Since 2007 Australia has resettled 5554 Bhutanese refugees, according to the UNHCR.

"I spoke to a couple of my friends and said, 'hey guys look we're playing soccer obviously, and it's been successful. But that's not really the sport that's going to get us integrated in the community. We have to play a sport that is the number one sport in Australia - it's cricket!'," Khanal recalls.

"My friends were all keen. We started with five or six guys, a couple of us chipped in $15-$20 each and bought a couple of balls and a bat. We had one bat in between all of us, and that's how it began."

Two years later and the Bhutanese Ashes is now made up of 75 players from teams in Cairns, Adelaide, Albury, Sydney and Tasmania, who are all from Bhutan and most of whom grew up in the same refugee camp.

This summer that figure looks set to climb to 100, with a team from Brisbane and a second Tasmanian team joining the ranks.

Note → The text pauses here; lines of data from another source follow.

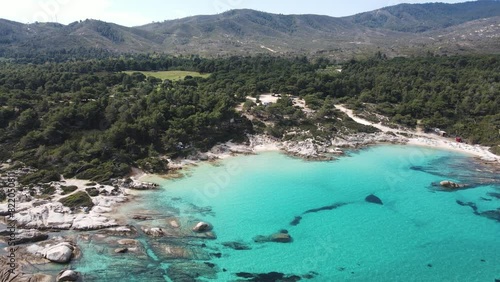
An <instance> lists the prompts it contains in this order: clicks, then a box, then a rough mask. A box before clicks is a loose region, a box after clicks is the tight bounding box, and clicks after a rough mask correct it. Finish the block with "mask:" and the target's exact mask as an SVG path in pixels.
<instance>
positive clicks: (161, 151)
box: [0, 54, 500, 181]
mask: <svg viewBox="0 0 500 282" xmlns="http://www.w3.org/2000/svg"><path fill="white" fill-rule="evenodd" d="M340 67H341V68H342V72H339V71H338V70H337V68H340ZM125 70H136V71H141V70H144V71H145V70H152V71H154V70H190V71H197V72H201V73H210V74H211V75H210V76H208V78H197V77H186V78H185V79H183V80H179V81H170V80H165V81H162V80H160V79H157V78H154V77H146V76H144V75H143V74H142V73H139V72H137V73H132V74H131V75H128V74H125V73H123V72H122V71H125ZM270 92H274V93H282V94H291V95H295V96H300V97H303V98H304V99H305V101H306V103H307V106H308V107H309V108H311V109H312V110H314V111H315V112H314V114H312V115H309V116H306V115H304V113H303V112H302V110H300V109H298V108H296V107H294V106H293V104H292V103H291V100H290V98H289V97H287V96H286V95H284V96H283V97H282V98H281V99H280V100H278V103H276V104H273V105H267V106H266V105H260V106H258V105H254V104H252V103H248V101H247V103H245V108H246V110H249V111H252V113H254V114H257V115H260V116H264V117H266V119H267V120H268V121H269V123H268V124H267V125H266V124H264V123H262V122H259V121H257V120H255V121H253V122H251V121H250V120H248V119H247V118H245V117H244V116H242V115H241V114H240V113H239V112H236V111H235V110H234V109H235V107H236V106H237V105H238V104H240V103H243V102H245V101H246V98H245V97H246V96H258V95H259V94H262V93H270ZM499 93H500V56H463V57H425V58H396V59H386V58H385V57H384V56H383V55H382V54H378V55H377V56H375V57H373V58H372V59H369V60H363V61H355V60H351V61H350V62H348V63H346V64H344V65H342V66H339V65H336V64H333V62H330V61H329V60H327V59H317V60H314V61H309V60H308V59H307V58H305V57H297V58H279V57H269V56H256V57H229V58H220V59H203V58H199V57H186V58H174V57H169V56H158V55H154V56H147V55H140V56H138V55H133V56H123V57H121V58H108V59H101V60H88V61H73V62H66V63H45V64H31V63H30V64H12V63H6V62H4V63H0V143H1V147H0V148H1V149H0V160H1V161H5V160H7V159H13V160H20V161H23V162H25V163H27V164H29V165H33V166H35V167H38V168H41V169H45V170H42V172H41V173H40V174H39V177H41V178H43V177H45V176H46V175H50V171H57V172H59V173H62V174H64V175H65V176H67V177H73V176H76V177H80V178H87V179H94V180H100V181H102V180H107V179H109V178H110V177H113V176H120V175H124V174H126V173H127V172H128V171H129V169H130V167H131V166H139V167H143V168H145V169H147V170H150V171H162V170H165V162H164V161H160V160H159V159H158V157H159V156H167V157H176V156H186V155H188V154H191V153H193V152H197V151H205V150H208V149H209V148H211V147H212V146H213V145H215V144H216V143H217V142H224V141H228V140H230V139H233V140H236V141H244V140H245V136H246V134H251V133H254V132H262V133H268V134H271V135H273V136H275V137H278V138H283V137H284V134H285V133H286V132H287V131H288V130H290V129H294V130H296V129H300V130H304V131H308V132H310V134H312V135H314V136H316V137H317V138H332V137H334V136H335V135H336V134H348V133H353V132H357V131H371V130H372V128H369V127H363V126H359V125H357V124H356V123H354V122H352V121H351V120H350V119H348V118H346V117H345V116H343V115H342V114H341V113H339V112H337V111H336V110H335V109H334V107H333V105H334V104H335V103H347V104H349V105H351V106H353V107H355V108H357V109H363V108H369V109H372V110H373V109H374V110H376V111H378V112H379V113H382V114H384V115H386V116H388V117H390V118H391V119H392V121H394V122H397V123H400V124H403V125H406V126H411V127H414V126H415V125H416V124H417V120H421V124H422V125H423V126H425V127H429V128H432V127H440V128H442V129H444V130H447V131H448V132H449V133H451V134H456V135H460V136H462V137H464V138H465V139H466V141H468V142H471V143H481V144H484V145H490V146H493V150H495V151H496V152H497V153H498V152H499V150H498V146H497V145H499V144H500V138H499V128H500V108H499V105H500V100H499V99H500V98H499Z"/></svg>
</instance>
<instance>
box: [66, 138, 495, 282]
mask: <svg viewBox="0 0 500 282" xmlns="http://www.w3.org/2000/svg"><path fill="white" fill-rule="evenodd" d="M445 179H448V180H453V181H457V182H463V183H470V184H473V185H475V187H474V188H471V189H466V190H459V191H454V192H444V191H441V190H440V189H439V188H438V187H436V186H433V183H436V182H439V181H441V180H445ZM152 180H154V181H157V182H159V183H161V185H162V188H161V189H160V190H158V191H151V192H144V193H143V194H142V196H141V197H140V198H139V199H138V200H137V202H136V203H134V204H133V206H131V205H128V206H127V207H126V210H124V211H123V212H124V213H126V214H128V215H129V216H132V215H136V214H143V215H150V216H151V218H152V219H151V220H146V221H139V220H137V221H133V223H132V225H134V226H135V227H136V228H137V229H138V230H139V231H138V234H137V235H136V237H135V238H136V239H138V241H139V242H140V245H141V246H140V248H141V250H142V253H139V254H134V253H130V252H129V253H127V254H121V255H117V254H115V253H114V252H113V251H112V250H113V246H112V247H110V246H109V244H111V245H112V244H113V243H110V242H111V241H112V238H111V239H110V238H103V237H102V236H100V237H99V236H97V234H94V237H93V239H91V240H87V241H83V240H81V241H80V242H79V244H80V245H81V247H82V256H81V258H80V259H79V260H77V261H75V262H74V263H73V265H72V267H73V268H75V269H76V270H78V271H81V272H83V273H84V274H85V277H84V278H87V279H86V280H87V281H274V280H272V279H271V278H269V277H271V276H272V277H279V276H280V275H281V274H282V275H283V277H285V278H286V277H288V280H283V281H297V280H298V279H301V281H469V282H471V281H491V282H494V281H495V279H500V222H499V221H497V220H494V219H491V218H487V217H485V216H481V214H482V213H483V212H485V211H495V210H497V209H499V208H500V199H499V198H498V194H494V193H499V192H500V186H499V184H498V183H499V179H498V176H497V175H494V174H488V172H484V171H483V170H482V169H481V168H479V167H477V166H476V165H473V162H471V160H470V159H469V157H468V156H464V155H461V154H458V153H454V152H448V151H440V150H434V149H429V148H422V147H410V146H393V145H387V146H375V147H371V148H368V149H364V150H361V151H356V152H351V153H350V154H349V156H346V157H342V158H340V159H338V160H335V161H329V162H314V161H304V160H301V159H297V158H293V157H289V156H286V155H283V154H281V153H278V152H266V153H261V154H258V155H252V156H237V157H231V158H228V159H226V160H222V161H220V162H217V163H215V164H214V163H204V164H201V165H198V166H196V167H193V168H190V169H188V170H187V171H186V176H185V177H183V178H180V179H175V180H165V179H160V178H156V179H152ZM369 195H375V196H376V197H378V198H379V199H380V200H381V201H382V202H383V204H382V205H380V204H376V203H370V202H367V201H366V200H365V198H366V197H367V196H369ZM494 195H497V197H495V196H494ZM299 217H300V218H299ZM172 218H177V219H178V222H179V223H180V224H181V226H182V225H185V226H184V227H187V228H191V227H192V226H193V224H195V223H196V222H197V221H199V220H202V221H206V222H208V223H210V224H212V225H213V232H214V233H215V234H216V236H217V239H215V240H205V239H197V238H190V237H189V236H188V237H185V236H184V237H182V238H180V239H179V238H159V239H158V238H151V237H148V236H146V235H145V234H143V233H142V231H140V228H141V227H142V226H149V227H152V226H154V227H162V228H164V229H165V230H170V229H169V228H170V227H169V225H168V223H167V222H168V220H171V219H172ZM280 231H281V232H288V234H289V235H290V236H291V237H292V238H293V241H292V242H290V243H275V242H267V243H256V242H254V240H253V238H254V237H256V236H259V235H264V236H268V235H271V234H274V233H277V232H280ZM87 239H88V238H87ZM106 240H108V241H109V242H108V241H106ZM85 242H87V243H85ZM224 244H225V245H224ZM166 246H169V247H172V246H176V247H179V248H184V249H186V250H188V251H187V253H189V257H190V259H182V258H172V257H171V256H169V255H166V254H165V248H166ZM235 246H237V248H236V249H238V248H239V249H243V250H236V249H235V248H234V247H235ZM210 270H212V271H210ZM207 271H208V272H207ZM205 272H207V273H205ZM238 273H239V274H240V276H239V277H238V276H237V274H238ZM267 273H271V274H270V275H269V276H266V275H264V276H257V275H259V274H267ZM280 273H281V274H280ZM197 274H199V276H198V275H197ZM273 275H274V276H273ZM276 275H278V276H276ZM259 277H260V278H259ZM117 279H118V280H117ZM196 279H197V280H196ZM251 279H253V280H251ZM266 279H268V280H266Z"/></svg>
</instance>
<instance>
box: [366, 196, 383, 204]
mask: <svg viewBox="0 0 500 282" xmlns="http://www.w3.org/2000/svg"><path fill="white" fill-rule="evenodd" d="M365 201H367V202H368V203H372V204H377V205H383V204H384V203H383V202H382V200H381V199H380V198H379V197H377V196H375V195H373V194H371V195H368V196H366V198H365Z"/></svg>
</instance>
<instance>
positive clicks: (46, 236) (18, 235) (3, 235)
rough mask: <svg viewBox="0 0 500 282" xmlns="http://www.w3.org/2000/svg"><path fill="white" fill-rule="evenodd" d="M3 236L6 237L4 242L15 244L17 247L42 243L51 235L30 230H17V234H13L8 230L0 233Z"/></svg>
mask: <svg viewBox="0 0 500 282" xmlns="http://www.w3.org/2000/svg"><path fill="white" fill-rule="evenodd" d="M0 235H1V236H4V240H5V241H6V242H7V241H8V242H9V243H14V244H16V245H19V244H25V243H36V242H40V241H44V240H47V239H48V238H49V235H47V234H46V233H43V232H40V231H38V230H36V229H30V230H26V229H24V230H17V231H16V232H15V233H11V232H9V231H7V230H4V231H1V232H0Z"/></svg>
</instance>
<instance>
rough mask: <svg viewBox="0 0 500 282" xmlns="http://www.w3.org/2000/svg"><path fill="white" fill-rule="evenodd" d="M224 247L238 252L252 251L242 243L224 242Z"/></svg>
mask: <svg viewBox="0 0 500 282" xmlns="http://www.w3.org/2000/svg"><path fill="white" fill-rule="evenodd" d="M222 245H223V246H224V247H228V248H231V249H233V250H237V251H244V250H251V249H252V248H250V247H249V246H247V245H246V244H244V243H240V242H224V243H222Z"/></svg>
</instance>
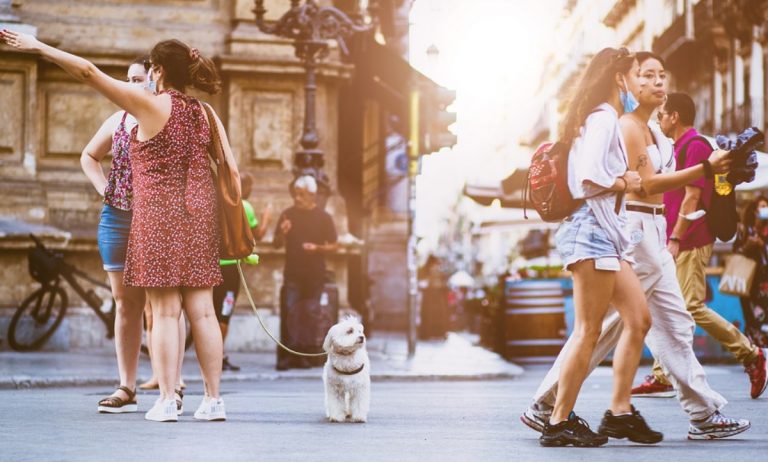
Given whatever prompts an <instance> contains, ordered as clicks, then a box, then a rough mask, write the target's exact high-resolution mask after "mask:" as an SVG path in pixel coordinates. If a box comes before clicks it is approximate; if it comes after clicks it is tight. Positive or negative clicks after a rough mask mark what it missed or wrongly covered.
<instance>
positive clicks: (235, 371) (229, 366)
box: [221, 356, 240, 372]
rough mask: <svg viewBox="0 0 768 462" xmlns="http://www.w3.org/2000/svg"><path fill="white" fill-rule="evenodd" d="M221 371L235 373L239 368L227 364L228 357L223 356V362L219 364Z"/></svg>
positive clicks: (239, 368)
mask: <svg viewBox="0 0 768 462" xmlns="http://www.w3.org/2000/svg"><path fill="white" fill-rule="evenodd" d="M221 370H223V371H233V372H237V371H239V370H240V366H235V365H234V364H232V363H230V362H229V356H224V361H223V362H222V363H221Z"/></svg>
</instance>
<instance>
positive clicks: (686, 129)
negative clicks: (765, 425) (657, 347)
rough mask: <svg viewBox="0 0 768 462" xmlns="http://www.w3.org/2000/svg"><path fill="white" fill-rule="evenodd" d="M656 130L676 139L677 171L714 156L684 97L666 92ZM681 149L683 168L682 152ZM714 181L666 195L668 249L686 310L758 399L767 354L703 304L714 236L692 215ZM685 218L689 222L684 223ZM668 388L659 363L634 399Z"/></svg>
mask: <svg viewBox="0 0 768 462" xmlns="http://www.w3.org/2000/svg"><path fill="white" fill-rule="evenodd" d="M658 118H659V125H660V126H661V130H662V131H663V132H664V134H665V135H666V136H668V137H670V138H672V139H674V140H675V157H676V158H677V159H678V164H677V170H682V169H684V168H688V167H691V166H693V165H696V164H698V163H701V162H702V161H703V160H706V159H707V158H708V157H709V155H710V154H711V153H712V147H711V146H710V144H709V142H708V141H707V140H705V139H703V138H701V137H700V135H699V133H698V132H697V131H696V129H695V128H693V121H694V119H695V118H696V106H695V104H694V103H693V100H692V99H691V98H690V97H689V96H688V95H686V94H684V93H670V94H669V95H668V98H667V102H666V103H665V104H664V106H663V107H662V108H661V109H659V112H658ZM683 150H685V160H684V162H685V164H684V165H681V163H680V162H679V160H682V159H681V156H680V153H681V152H682V151H683ZM713 186H714V185H713V180H712V179H711V178H701V179H699V180H696V181H694V182H693V183H691V184H689V185H687V186H686V187H685V188H680V189H677V190H673V191H669V192H667V193H665V194H664V205H665V207H666V218H667V238H668V243H667V249H669V252H670V253H671V254H672V256H673V257H675V264H676V266H677V279H678V282H679V283H680V289H681V291H682V293H683V297H684V298H685V302H686V305H687V308H688V311H689V312H690V313H691V315H692V316H693V319H694V320H695V321H696V324H697V325H698V326H700V327H701V328H702V329H704V330H705V331H707V333H708V334H709V335H711V336H712V337H713V338H715V339H716V340H717V341H718V342H720V343H721V344H722V345H723V347H724V348H725V349H727V350H728V351H729V352H730V353H731V354H733V356H734V357H735V358H736V360H738V361H739V362H741V363H742V364H743V365H744V370H745V372H746V373H747V374H748V375H749V380H750V383H751V392H750V395H751V396H752V398H757V397H759V396H760V395H761V394H762V393H763V392H764V391H765V388H766V375H768V370H767V369H766V367H767V365H766V359H765V356H766V352H765V351H763V350H762V349H760V348H758V347H757V346H755V345H753V344H752V343H751V342H750V341H749V339H748V338H747V337H746V336H745V335H744V334H742V333H741V332H740V331H739V329H738V328H737V327H736V326H734V325H733V324H731V323H730V322H728V321H727V320H725V319H723V317H722V316H720V315H719V314H717V313H716V312H715V311H714V310H712V309H711V308H709V307H708V306H707V305H706V303H705V300H706V295H707V282H706V274H705V272H704V270H705V269H706V267H707V263H708V262H709V259H710V257H711V256H712V247H713V245H714V243H715V237H714V235H713V234H712V232H711V231H710V230H709V227H708V226H707V220H706V219H705V218H704V217H703V216H702V217H698V218H696V219H692V218H694V217H691V216H690V214H691V213H693V212H696V210H699V209H700V208H703V209H704V210H706V209H707V208H708V207H709V203H710V200H711V197H712V194H713V193H714V187H713ZM686 217H688V218H686ZM670 392H673V390H672V385H671V384H670V383H669V381H668V380H667V379H666V377H664V373H663V372H662V370H661V366H660V365H659V363H658V361H657V362H656V363H654V366H653V375H651V376H648V377H647V379H646V381H645V382H644V383H643V384H641V385H639V386H638V387H635V388H634V389H633V390H632V394H633V396H668V395H671V396H674V394H673V393H670Z"/></svg>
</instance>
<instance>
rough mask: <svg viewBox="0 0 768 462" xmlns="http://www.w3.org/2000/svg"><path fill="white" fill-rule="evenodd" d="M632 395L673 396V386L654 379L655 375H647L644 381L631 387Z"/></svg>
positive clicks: (636, 395) (637, 396)
mask: <svg viewBox="0 0 768 462" xmlns="http://www.w3.org/2000/svg"><path fill="white" fill-rule="evenodd" d="M632 396H634V397H638V398H642V397H646V398H674V397H675V388H674V387H673V386H672V385H667V384H665V383H661V382H659V381H658V380H656V377H654V376H652V375H647V376H646V377H645V382H643V383H641V384H640V385H638V386H636V387H635V388H633V389H632Z"/></svg>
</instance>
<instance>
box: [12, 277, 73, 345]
mask: <svg viewBox="0 0 768 462" xmlns="http://www.w3.org/2000/svg"><path fill="white" fill-rule="evenodd" d="M57 298H58V301H57ZM66 311H67V293H66V292H64V290H63V289H62V288H60V287H56V286H48V287H41V288H39V289H37V290H36V291H34V292H32V295H30V296H29V297H27V298H26V300H24V301H23V302H21V305H19V308H18V309H17V310H16V313H14V314H13V317H12V318H11V323H10V325H9V326H8V343H9V344H10V345H11V348H13V349H14V350H16V351H34V350H37V349H39V348H40V347H41V346H43V344H45V342H47V341H48V339H49V338H50V337H51V335H53V333H54V332H56V329H57V328H58V327H59V324H61V321H62V320H63V319H64V313H65V312H66Z"/></svg>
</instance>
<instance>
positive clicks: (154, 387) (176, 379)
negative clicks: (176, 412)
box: [139, 298, 187, 390]
mask: <svg viewBox="0 0 768 462" xmlns="http://www.w3.org/2000/svg"><path fill="white" fill-rule="evenodd" d="M144 320H145V322H146V326H147V328H146V330H147V349H148V350H149V351H150V353H149V356H150V364H151V362H152V361H151V359H152V306H151V305H150V304H149V299H148V298H147V303H146V304H145V305H144ZM179 339H180V340H179V370H178V372H177V378H176V387H177V388H183V387H184V386H185V385H184V382H183V380H182V378H181V367H182V365H183V363H184V347H185V346H186V340H187V324H186V322H185V321H184V314H183V313H182V315H181V316H179ZM139 388H143V389H145V390H151V389H155V388H157V375H156V374H155V368H154V366H152V377H150V378H149V380H147V381H146V382H144V383H142V384H141V385H139Z"/></svg>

Khanal says playing cricket together is not only a chance to get together with friends and catch up on each other's lives, it's also a way for them to connect with other Australians. 

"There is a great potential for sharing culture, understanding each other, benefiting from each other and cricket does precisely that," he says.

"It doesn't matter what your cultural background is, what language you speak, what food you eat, you come together because you have one thing in common - your love for this sport."

According to the latest Cricket Australia census, the number of multicultural participants is on the rise, with 241,105 multicultural players taking part in cricket in 2016/17 - an increase of 28.4 per cent on the previous year.

In April, Khanal was named 'Ambassador of the Year' at Cricket Australia's first "A Sport for All Community Cricket Awards" in Melbourne.

"It was a recognition for our interest, our enthusiasm, to play the greatest sport of this country and our keen interest to be part of the community and how little it may be to spread the message of harmony and cultural cohesion," he says.

"I think we've succeeded to some extent." 

He harbours a hope that one day some of the players from the Bhutanese Ashes will make it to the Australian Cricket Team, and represent the country.

"You never know. You can always dream big, it doesn't cost anything," he says.

But he also admits it's unlikely to be him.

"You know they say if you can't bat or bowl you're an all-rounder? I'm an all-rounder," he says with a laugh.

"I'm a hopeless cricketer and I can never get any better than that, but it doesn't really bother me. I love it when I'm on the field."